Pero quizá lo más significativo sea comprobar hasta qué punto era competitiva aquella cantera.

Nuestro equipo juvenil era tan fuerte que llegó a derrotar al Caja San Fernando, equipo de ACB, en el sector de Andalucía celebrado en Málaga. Los medios de comunicación de la época recogieron aquel resultado.
Y recuerdo una anécdota que refleja perfectamente el espíritu de aquellos chavales. Una vez terminado el partido, su entrenador, Leo Chaves, se acercó al vestuario de nuestro equipo para felicitarnos y nos dijo:
«Dos cojones, chavales. Los míos ganan 25.000 pesetas o más al mes y vosotros solo jugáis por afición».
Y, ciertamente, los jugadores del Caja Jerez eran todos jerezanos. Habían crecido en el club desde infantiles y jugaban, fundamentalmente, por su pasión por el baloncesto.

Pero hay otro dato que también merece ser contado: no pagaban absolutamente nada por jugar en el club. Ni cuotas, ni equipaciones, ni desplazamientos. Éramos un equipo con unos recursos económicos muy limitados, pero teníamos la posibilidad de escoger a los chicos que realmente destacaban para este deporte y trabajar con ellos sin que el dinero fuese una barrera.
Así llegamos a Málaga para disputar aquel encuentro: en coches particulares de delegados y entrenadores, porque en aquella época los padres no viajaban con los jugadores.
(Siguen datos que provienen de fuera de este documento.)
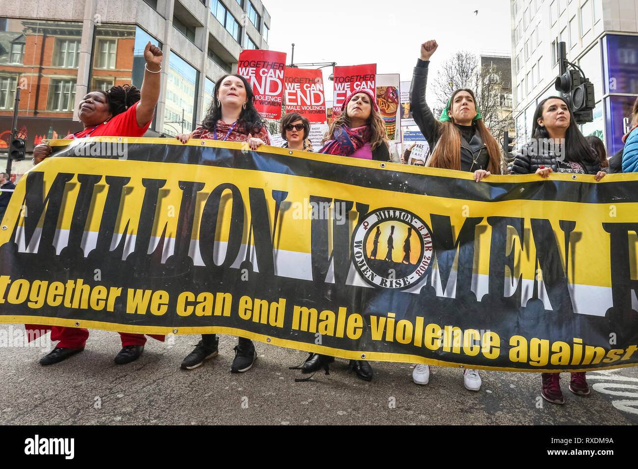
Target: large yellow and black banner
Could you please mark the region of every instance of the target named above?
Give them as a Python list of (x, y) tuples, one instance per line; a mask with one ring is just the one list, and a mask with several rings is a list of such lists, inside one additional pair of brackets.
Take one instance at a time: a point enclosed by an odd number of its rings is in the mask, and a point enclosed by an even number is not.
[(2, 220), (1, 323), (484, 369), (638, 363), (638, 175), (477, 183), (211, 140), (52, 144)]

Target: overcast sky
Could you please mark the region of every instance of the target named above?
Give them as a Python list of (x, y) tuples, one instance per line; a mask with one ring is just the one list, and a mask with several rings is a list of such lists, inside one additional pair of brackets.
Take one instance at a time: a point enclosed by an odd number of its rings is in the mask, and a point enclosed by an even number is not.
[[(271, 14), (268, 44), (295, 63), (376, 63), (377, 73), (412, 78), (420, 44), (436, 39), (431, 66), (459, 50), (510, 54), (509, 0), (262, 0)], [(478, 10), (478, 14), (474, 13)], [(309, 67), (312, 68), (312, 67)], [(332, 68), (323, 69), (326, 99)]]

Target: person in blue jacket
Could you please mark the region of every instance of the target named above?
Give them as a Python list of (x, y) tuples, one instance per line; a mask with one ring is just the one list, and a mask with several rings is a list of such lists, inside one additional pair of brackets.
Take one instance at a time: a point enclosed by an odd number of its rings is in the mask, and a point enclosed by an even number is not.
[(638, 172), (638, 98), (634, 103), (634, 126), (623, 137), (623, 172)]

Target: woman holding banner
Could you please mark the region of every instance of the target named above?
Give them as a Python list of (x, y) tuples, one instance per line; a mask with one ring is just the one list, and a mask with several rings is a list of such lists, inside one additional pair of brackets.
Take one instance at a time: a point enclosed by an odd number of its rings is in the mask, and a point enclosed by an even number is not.
[(346, 98), (322, 143), (320, 153), (390, 161), (385, 123), (371, 91), (358, 89)]
[[(385, 124), (379, 113), (375, 96), (367, 89), (359, 89), (346, 98), (341, 113), (330, 124), (320, 153), (387, 161), (390, 152), (385, 137)], [(311, 354), (299, 367), (303, 373), (327, 371), (334, 357)], [(365, 360), (350, 360), (350, 366), (362, 380), (370, 381), (372, 367)]]
[(308, 119), (296, 112), (285, 114), (280, 124), (281, 138), (285, 143), (282, 148), (290, 148), (299, 151), (312, 151), (306, 140), (310, 133), (310, 123)]
[[(202, 124), (189, 134), (175, 138), (182, 144), (191, 138), (247, 142), (253, 150), (261, 145), (269, 145), (270, 138), (263, 119), (255, 108), (253, 89), (240, 75), (225, 75), (218, 80), (213, 91), (215, 99)], [(230, 366), (232, 373), (248, 371), (257, 358), (252, 341), (239, 338), (235, 346), (235, 359)], [(202, 340), (182, 362), (182, 369), (193, 369), (204, 361), (216, 357), (219, 339), (216, 334), (205, 334)]]
[[(594, 175), (600, 181), (600, 160), (576, 124), (570, 106), (562, 98), (541, 101), (534, 112), (531, 140), (516, 155), (512, 174), (536, 174), (547, 178), (554, 171)], [(541, 395), (554, 404), (563, 404), (560, 373), (541, 373)], [(571, 373), (569, 390), (578, 396), (590, 393), (584, 372)]]
[[(162, 52), (150, 42), (144, 48), (144, 79), (142, 89), (124, 85), (114, 86), (107, 91), (87, 93), (80, 101), (78, 117), (84, 129), (66, 138), (89, 137), (142, 137), (151, 124), (155, 106), (160, 97), (160, 72)], [(48, 158), (53, 149), (44, 144), (33, 149), (33, 163), (38, 164)], [(28, 327), (29, 326), (27, 326)], [(42, 329), (41, 326), (36, 326)], [(117, 364), (137, 360), (144, 350), (146, 338), (140, 334), (120, 332), (122, 350), (115, 355)], [(163, 340), (163, 336), (152, 336)], [(40, 362), (50, 365), (66, 360), (84, 350), (89, 331), (80, 327), (51, 327), (51, 340), (59, 341)]]
[[(414, 120), (432, 150), (426, 165), (433, 168), (469, 171), (478, 182), (493, 174), (501, 174), (501, 149), (486, 127), (471, 89), (458, 89), (452, 94), (437, 121), (426, 101), (426, 87), (430, 57), (438, 47), (436, 41), (421, 45), (412, 77), (410, 108)], [(480, 389), (481, 379), (475, 369), (463, 369), (463, 384), (468, 391)], [(415, 366), (412, 380), (427, 384), (430, 366)]]

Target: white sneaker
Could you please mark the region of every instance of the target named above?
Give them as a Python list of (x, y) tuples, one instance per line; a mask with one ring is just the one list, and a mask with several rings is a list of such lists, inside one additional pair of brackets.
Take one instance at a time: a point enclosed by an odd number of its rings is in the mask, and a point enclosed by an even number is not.
[(412, 381), (417, 384), (427, 384), (430, 380), (430, 366), (419, 364), (412, 371)]
[(468, 391), (480, 389), (481, 380), (478, 370), (466, 369), (463, 370), (463, 384)]

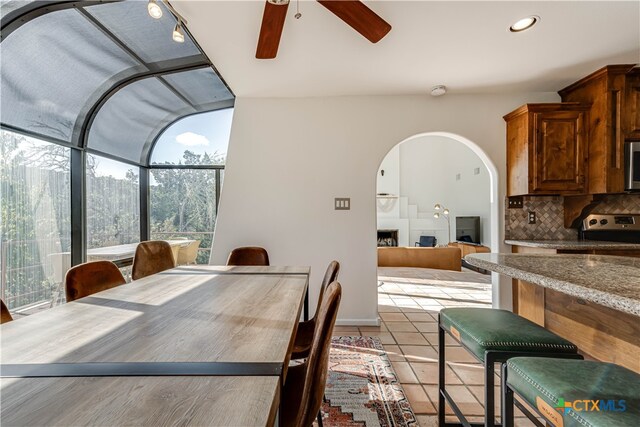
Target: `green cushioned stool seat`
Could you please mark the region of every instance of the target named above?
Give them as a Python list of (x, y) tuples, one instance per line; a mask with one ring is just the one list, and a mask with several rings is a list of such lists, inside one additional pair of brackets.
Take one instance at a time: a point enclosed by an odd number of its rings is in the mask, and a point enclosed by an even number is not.
[[(503, 392), (513, 390), (554, 426), (640, 426), (640, 375), (629, 369), (587, 360), (514, 357), (503, 372)], [(512, 396), (506, 402), (513, 408)], [(505, 425), (513, 425), (510, 415), (511, 424)]]
[(451, 335), (484, 361), (486, 351), (571, 353), (570, 341), (507, 310), (491, 308), (445, 308), (440, 323)]
[[(492, 308), (445, 308), (438, 316), (438, 425), (440, 427), (475, 426), (466, 419), (446, 389), (445, 334), (482, 362), (484, 370), (484, 426), (494, 427), (494, 365), (512, 357), (582, 359), (578, 347), (542, 326), (507, 310)], [(448, 403), (461, 423), (445, 422)], [(513, 407), (513, 405), (511, 405)]]

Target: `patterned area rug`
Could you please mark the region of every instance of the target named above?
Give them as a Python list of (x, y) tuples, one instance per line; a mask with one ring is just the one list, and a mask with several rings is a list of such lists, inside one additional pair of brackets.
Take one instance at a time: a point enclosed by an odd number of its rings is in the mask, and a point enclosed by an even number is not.
[(333, 338), (325, 397), (325, 427), (418, 425), (389, 358), (375, 337)]

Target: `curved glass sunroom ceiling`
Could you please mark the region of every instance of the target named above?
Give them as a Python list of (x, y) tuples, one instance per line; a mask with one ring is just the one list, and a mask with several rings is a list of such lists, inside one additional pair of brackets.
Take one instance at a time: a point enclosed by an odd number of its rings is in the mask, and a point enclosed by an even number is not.
[(190, 34), (172, 40), (161, 7), (152, 19), (146, 1), (3, 1), (1, 125), (147, 166), (168, 125), (233, 106)]

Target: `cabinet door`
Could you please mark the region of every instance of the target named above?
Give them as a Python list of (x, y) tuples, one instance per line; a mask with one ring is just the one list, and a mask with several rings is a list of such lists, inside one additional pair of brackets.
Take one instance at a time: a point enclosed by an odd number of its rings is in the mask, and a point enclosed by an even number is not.
[(576, 194), (585, 191), (584, 111), (534, 114), (532, 190)]
[(624, 105), (625, 138), (640, 140), (640, 71), (627, 75)]

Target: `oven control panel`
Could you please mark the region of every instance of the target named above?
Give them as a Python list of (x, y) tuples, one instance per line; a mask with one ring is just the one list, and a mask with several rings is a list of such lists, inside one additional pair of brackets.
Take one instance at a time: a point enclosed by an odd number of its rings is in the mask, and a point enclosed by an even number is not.
[(591, 214), (582, 221), (583, 230), (640, 230), (640, 215)]

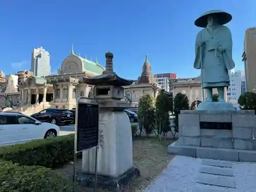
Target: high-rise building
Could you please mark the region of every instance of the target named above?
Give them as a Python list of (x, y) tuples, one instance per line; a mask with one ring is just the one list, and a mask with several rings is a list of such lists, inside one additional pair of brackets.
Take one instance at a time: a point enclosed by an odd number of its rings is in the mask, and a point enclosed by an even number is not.
[(51, 73), (50, 54), (41, 47), (33, 50), (31, 71), (37, 77), (48, 76)]
[(18, 92), (18, 76), (10, 75), (5, 76), (5, 87), (6, 93), (12, 93)]
[(256, 93), (256, 27), (245, 31), (244, 50), (243, 61), (244, 62), (246, 91)]
[(18, 76), (18, 84), (19, 85), (30, 76), (34, 75), (34, 73), (31, 71), (22, 70), (18, 71), (15, 75)]
[(156, 82), (159, 84), (167, 92), (170, 92), (169, 79), (168, 77), (155, 78)]
[(242, 77), (243, 71), (229, 71), (230, 86), (227, 91), (227, 99), (228, 102), (237, 104), (238, 99), (242, 94)]
[(167, 77), (169, 79), (176, 79), (177, 74), (172, 73), (159, 73), (154, 75), (155, 78), (163, 78)]

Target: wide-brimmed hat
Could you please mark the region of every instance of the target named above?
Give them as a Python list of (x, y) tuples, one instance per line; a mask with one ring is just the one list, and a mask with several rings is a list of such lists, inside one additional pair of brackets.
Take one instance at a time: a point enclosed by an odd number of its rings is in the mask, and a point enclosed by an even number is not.
[(199, 27), (205, 28), (207, 25), (207, 17), (209, 15), (215, 15), (218, 18), (220, 25), (227, 24), (232, 19), (232, 15), (224, 11), (212, 10), (207, 11), (201, 15), (195, 22), (195, 25)]

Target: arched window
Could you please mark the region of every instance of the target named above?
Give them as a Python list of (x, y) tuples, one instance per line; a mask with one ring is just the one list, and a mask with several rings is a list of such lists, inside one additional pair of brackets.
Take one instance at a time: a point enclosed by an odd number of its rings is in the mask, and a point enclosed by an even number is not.
[(75, 99), (76, 98), (76, 89), (74, 89), (73, 90), (73, 99)]

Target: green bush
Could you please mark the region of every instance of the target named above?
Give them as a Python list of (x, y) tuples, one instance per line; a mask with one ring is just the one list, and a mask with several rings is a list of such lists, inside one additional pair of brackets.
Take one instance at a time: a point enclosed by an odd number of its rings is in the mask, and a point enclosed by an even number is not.
[(133, 136), (136, 134), (137, 127), (138, 127), (137, 124), (132, 125), (132, 136)]
[(49, 168), (0, 161), (1, 192), (68, 192), (72, 191), (72, 183)]
[(0, 159), (54, 168), (74, 159), (74, 134), (0, 147)]

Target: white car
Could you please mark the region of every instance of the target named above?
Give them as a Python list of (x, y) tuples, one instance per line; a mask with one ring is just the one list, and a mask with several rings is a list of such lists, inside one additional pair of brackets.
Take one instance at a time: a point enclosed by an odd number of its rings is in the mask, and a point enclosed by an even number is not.
[(20, 113), (0, 112), (0, 145), (12, 145), (59, 135), (59, 127)]

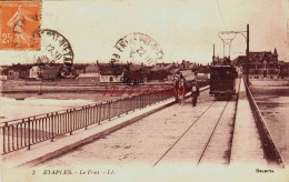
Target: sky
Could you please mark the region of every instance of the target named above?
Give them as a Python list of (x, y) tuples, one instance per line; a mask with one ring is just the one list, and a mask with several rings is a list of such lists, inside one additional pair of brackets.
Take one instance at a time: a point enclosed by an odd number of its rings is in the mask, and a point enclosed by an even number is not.
[[(206, 64), (213, 43), (216, 55), (223, 55), (219, 31), (246, 30), (249, 23), (250, 51), (277, 48), (279, 60), (289, 62), (288, 13), (287, 0), (43, 1), (41, 29), (56, 30), (69, 40), (74, 63), (108, 62), (120, 38), (141, 32), (159, 43), (163, 51), (159, 61)], [(237, 34), (231, 58), (245, 51), (246, 40)], [(0, 50), (0, 63), (33, 63), (34, 54)]]

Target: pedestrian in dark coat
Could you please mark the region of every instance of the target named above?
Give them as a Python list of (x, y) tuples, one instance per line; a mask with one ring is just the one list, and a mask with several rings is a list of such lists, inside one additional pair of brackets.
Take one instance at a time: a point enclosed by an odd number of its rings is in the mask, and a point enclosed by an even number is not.
[(197, 100), (198, 100), (199, 95), (200, 95), (199, 85), (198, 85), (197, 81), (193, 81), (192, 85), (191, 85), (191, 101), (192, 101), (191, 103), (192, 103), (192, 107), (197, 105)]

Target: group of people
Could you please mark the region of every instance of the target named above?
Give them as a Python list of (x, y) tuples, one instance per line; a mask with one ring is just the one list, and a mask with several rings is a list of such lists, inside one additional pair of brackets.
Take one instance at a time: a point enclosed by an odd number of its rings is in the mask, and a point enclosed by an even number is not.
[(176, 90), (176, 102), (179, 102), (181, 105), (183, 105), (186, 93), (191, 92), (192, 107), (197, 105), (200, 90), (196, 79), (191, 81), (191, 85), (190, 85), (186, 82), (186, 78), (180, 73), (175, 79), (175, 90)]

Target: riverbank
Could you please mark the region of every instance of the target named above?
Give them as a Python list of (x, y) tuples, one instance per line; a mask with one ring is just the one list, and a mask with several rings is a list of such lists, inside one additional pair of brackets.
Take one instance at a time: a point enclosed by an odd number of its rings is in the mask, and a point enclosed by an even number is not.
[(250, 89), (285, 163), (289, 164), (289, 87), (251, 85)]

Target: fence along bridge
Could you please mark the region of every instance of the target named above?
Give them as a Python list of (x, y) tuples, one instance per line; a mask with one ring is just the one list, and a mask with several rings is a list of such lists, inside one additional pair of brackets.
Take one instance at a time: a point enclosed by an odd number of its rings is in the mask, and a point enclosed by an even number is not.
[(28, 148), (47, 140), (100, 124), (123, 113), (142, 109), (152, 103), (173, 97), (173, 90), (162, 90), (150, 94), (132, 95), (114, 101), (32, 115), (1, 123), (1, 154)]
[[(247, 98), (250, 103), (250, 109), (253, 113), (255, 122), (257, 125), (257, 131), (259, 133), (259, 140), (263, 149), (265, 158), (268, 162), (283, 166), (280, 152), (276, 148), (275, 141), (266, 125), (266, 122), (258, 109), (258, 105), (253, 100), (249, 87), (246, 83), (245, 85)], [(123, 113), (128, 113), (137, 109), (142, 109), (152, 103), (170, 99), (173, 97), (173, 90), (162, 90), (153, 92), (152, 94), (133, 95), (124, 99), (118, 99), (116, 101), (108, 101), (106, 103), (96, 103), (1, 123), (1, 154), (7, 154), (23, 148), (27, 148), (29, 150), (30, 146), (33, 144), (48, 140), (53, 141), (54, 138), (61, 136), (63, 134), (72, 134), (72, 132), (77, 130), (87, 130), (89, 125), (100, 124), (106, 120), (111, 120), (112, 118), (120, 117)], [(221, 112), (221, 114), (223, 112)], [(219, 115), (219, 118), (221, 118), (221, 115)], [(218, 123), (219, 121), (217, 122), (217, 124)], [(207, 143), (212, 143), (210, 140), (212, 139), (216, 128), (217, 125), (213, 128), (212, 133), (208, 132), (209, 140)], [(195, 129), (195, 127), (192, 129)], [(186, 130), (186, 132), (188, 132), (189, 130), (191, 129), (189, 128), (188, 130)], [(181, 134), (181, 138), (186, 135), (186, 132)], [(232, 138), (232, 135), (230, 138)], [(171, 150), (172, 148), (175, 148), (175, 145), (170, 146), (169, 150)], [(208, 144), (206, 145), (202, 153), (208, 153), (207, 148)], [(167, 155), (167, 153), (165, 155)], [(203, 156), (203, 154), (201, 156)], [(159, 161), (161, 159), (159, 159)], [(202, 158), (200, 159), (201, 160), (199, 161), (202, 161)]]

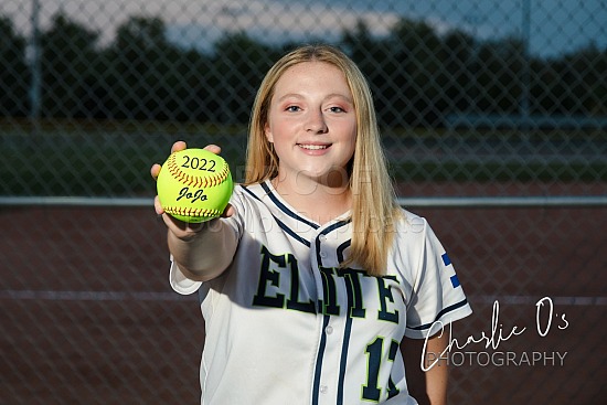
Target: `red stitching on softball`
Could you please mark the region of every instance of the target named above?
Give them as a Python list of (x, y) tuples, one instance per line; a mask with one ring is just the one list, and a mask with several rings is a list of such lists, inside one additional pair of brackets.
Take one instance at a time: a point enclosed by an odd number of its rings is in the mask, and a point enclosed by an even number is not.
[(167, 170), (169, 170), (169, 172), (173, 178), (175, 178), (177, 180), (179, 180), (181, 183), (185, 185), (194, 185), (196, 188), (207, 188), (207, 186), (221, 184), (227, 179), (227, 175), (230, 174), (230, 169), (227, 164), (223, 164), (223, 168), (221, 171), (219, 171), (215, 174), (211, 174), (210, 177), (206, 177), (206, 178), (184, 173), (183, 170), (181, 170), (179, 164), (177, 163), (175, 153), (171, 153), (166, 166), (167, 166)]

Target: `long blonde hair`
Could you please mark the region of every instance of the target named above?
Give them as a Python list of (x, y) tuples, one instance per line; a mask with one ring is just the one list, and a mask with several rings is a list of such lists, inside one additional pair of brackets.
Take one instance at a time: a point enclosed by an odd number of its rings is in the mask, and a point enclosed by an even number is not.
[(345, 76), (356, 111), (356, 146), (348, 167), (352, 193), (351, 254), (342, 266), (358, 264), (370, 275), (384, 275), (394, 238), (396, 204), (369, 84), (359, 67), (340, 50), (329, 45), (307, 45), (283, 56), (268, 71), (255, 98), (249, 124), (245, 183), (273, 179), (278, 174), (278, 156), (265, 136), (268, 110), (276, 83), (289, 67), (303, 62), (326, 62)]

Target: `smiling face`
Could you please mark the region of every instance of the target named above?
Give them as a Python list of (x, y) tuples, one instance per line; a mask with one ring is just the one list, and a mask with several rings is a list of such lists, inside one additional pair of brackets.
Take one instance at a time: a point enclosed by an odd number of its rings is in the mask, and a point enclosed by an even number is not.
[(343, 185), (356, 143), (356, 114), (343, 73), (324, 62), (285, 71), (274, 89), (265, 135), (278, 156), (280, 179)]

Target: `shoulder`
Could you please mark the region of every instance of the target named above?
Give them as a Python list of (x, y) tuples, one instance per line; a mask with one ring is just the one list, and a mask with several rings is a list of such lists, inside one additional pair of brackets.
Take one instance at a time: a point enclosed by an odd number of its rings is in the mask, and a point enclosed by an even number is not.
[(428, 221), (411, 211), (398, 209), (394, 220), (396, 239), (398, 236), (425, 236), (429, 228)]

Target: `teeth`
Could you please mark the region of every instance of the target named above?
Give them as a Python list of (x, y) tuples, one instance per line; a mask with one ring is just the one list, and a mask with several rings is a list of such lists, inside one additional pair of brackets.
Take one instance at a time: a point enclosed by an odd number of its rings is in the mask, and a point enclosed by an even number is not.
[(308, 150), (320, 150), (320, 149), (327, 149), (327, 145), (299, 145), (303, 149)]

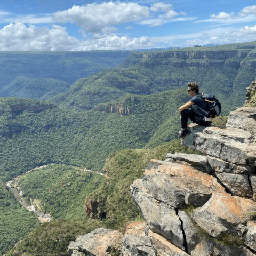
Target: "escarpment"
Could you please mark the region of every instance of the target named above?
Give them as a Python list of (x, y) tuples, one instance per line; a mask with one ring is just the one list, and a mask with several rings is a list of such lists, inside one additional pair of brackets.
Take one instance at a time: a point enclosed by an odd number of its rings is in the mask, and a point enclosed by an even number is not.
[[(255, 48), (255, 47), (254, 47)], [(202, 48), (200, 50), (169, 50), (164, 52), (132, 53), (125, 60), (128, 65), (139, 63), (147, 67), (162, 63), (176, 68), (182, 67), (229, 67), (235, 68), (256, 67), (256, 61), (252, 57), (256, 54), (255, 49), (221, 50)]]
[(190, 129), (181, 143), (205, 155), (166, 154), (131, 185), (146, 222), (120, 235), (123, 255), (256, 255), (256, 108)]
[(244, 107), (226, 127), (190, 125), (181, 143), (207, 155), (167, 154), (131, 186), (151, 234), (172, 245), (152, 255), (256, 255), (255, 114)]

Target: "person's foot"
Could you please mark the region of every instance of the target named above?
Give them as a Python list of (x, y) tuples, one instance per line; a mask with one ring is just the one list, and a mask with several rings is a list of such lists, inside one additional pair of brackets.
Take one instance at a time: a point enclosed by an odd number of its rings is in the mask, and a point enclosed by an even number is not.
[(188, 129), (182, 130), (181, 129), (179, 132), (178, 133), (178, 136), (179, 138), (182, 138), (187, 136), (187, 135), (189, 134), (191, 132), (191, 131)]

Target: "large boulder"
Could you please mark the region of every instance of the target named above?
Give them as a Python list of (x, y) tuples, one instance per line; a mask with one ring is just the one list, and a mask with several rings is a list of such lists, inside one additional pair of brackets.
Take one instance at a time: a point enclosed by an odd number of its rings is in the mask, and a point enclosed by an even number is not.
[(212, 238), (202, 237), (191, 256), (255, 256), (244, 247), (225, 246)]
[(178, 153), (176, 152), (175, 154), (166, 154), (165, 158), (166, 161), (170, 162), (172, 162), (172, 160), (185, 161), (196, 166), (204, 168), (206, 170), (209, 169), (209, 166), (207, 164), (207, 157), (201, 155)]
[(78, 236), (69, 244), (68, 253), (70, 256), (109, 255), (113, 245), (121, 247), (122, 236), (118, 230), (100, 228), (85, 236)]
[[(250, 121), (256, 122), (256, 108), (243, 107), (237, 108), (235, 111), (231, 111), (229, 113), (226, 126), (241, 128), (241, 126), (243, 126), (242, 124), (244, 124), (248, 122), (250, 122)], [(245, 126), (244, 126), (244, 128), (246, 129)], [(256, 132), (255, 126), (252, 131), (253, 130)]]
[(253, 200), (226, 193), (213, 193), (204, 205), (194, 211), (192, 217), (207, 233), (220, 238), (225, 232), (233, 233), (245, 214), (251, 211), (256, 211)]
[(256, 223), (249, 222), (247, 225), (247, 229), (245, 244), (256, 251)]
[(181, 222), (175, 209), (152, 198), (142, 180), (135, 180), (131, 186), (133, 199), (149, 228), (184, 250)]
[(197, 244), (200, 243), (202, 238), (201, 230), (196, 226), (194, 220), (185, 212), (178, 210), (178, 214), (182, 222), (187, 250), (190, 255)]
[(146, 222), (134, 222), (127, 226), (122, 241), (122, 253), (123, 256), (155, 256), (151, 247)]
[(249, 177), (252, 189), (252, 198), (256, 200), (256, 175), (251, 174)]
[(253, 134), (239, 128), (189, 125), (191, 133), (180, 138), (182, 144), (235, 164), (250, 165), (256, 161)]
[(215, 174), (228, 192), (232, 195), (252, 197), (252, 188), (249, 185), (249, 175), (234, 173), (222, 173), (215, 172)]
[(220, 158), (207, 156), (207, 163), (209, 166), (218, 172), (223, 173), (249, 174), (254, 171), (254, 168), (249, 165), (237, 165)]
[(213, 192), (225, 191), (217, 179), (205, 171), (189, 164), (151, 160), (143, 182), (151, 197), (174, 208), (201, 206)]
[(149, 236), (156, 255), (157, 256), (188, 256), (161, 235), (149, 230)]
Y entonces ocurrió otra de esas pequeñas escenas que se quedan grabadas.
El equipo sevillano llegó al pabellón malagueño en su autobús privado de ACB. Uno de mis jugadores lo vio y me dijo:
«Miguel, ve aprendiendo: nosotros en coche desde Jerez y ellos en autobús privado».
Era verdad. Ellos tenían autobús, recursos y jugadores que cobraban por jugar. Nosotros llegábamos en coches particulares.
Pero había algo que aquellos chavales del Caja Jerez tenían y que no se podía comprar: amor propio, agresividad competitiva y unos magníficos fundamentos técnicos individuales.
Y quizá ahí esté una de las claves de aquella generación. No necesitábamos tener más dinero que los demás para competir contra ellos. Necesitábamos formar mejor, trabajar juntos durante años y conseguir que aquellos chicos entendieran que podían competir con cualquiera.
En 1990 su equipo CADETE, llegó a la fase final de la categoría celebrada en Madrid.
Porque una cantera no se mide solamente por los recursos que tiene.
También se mide por lo que es capaz de sacar de los recursos que tiene.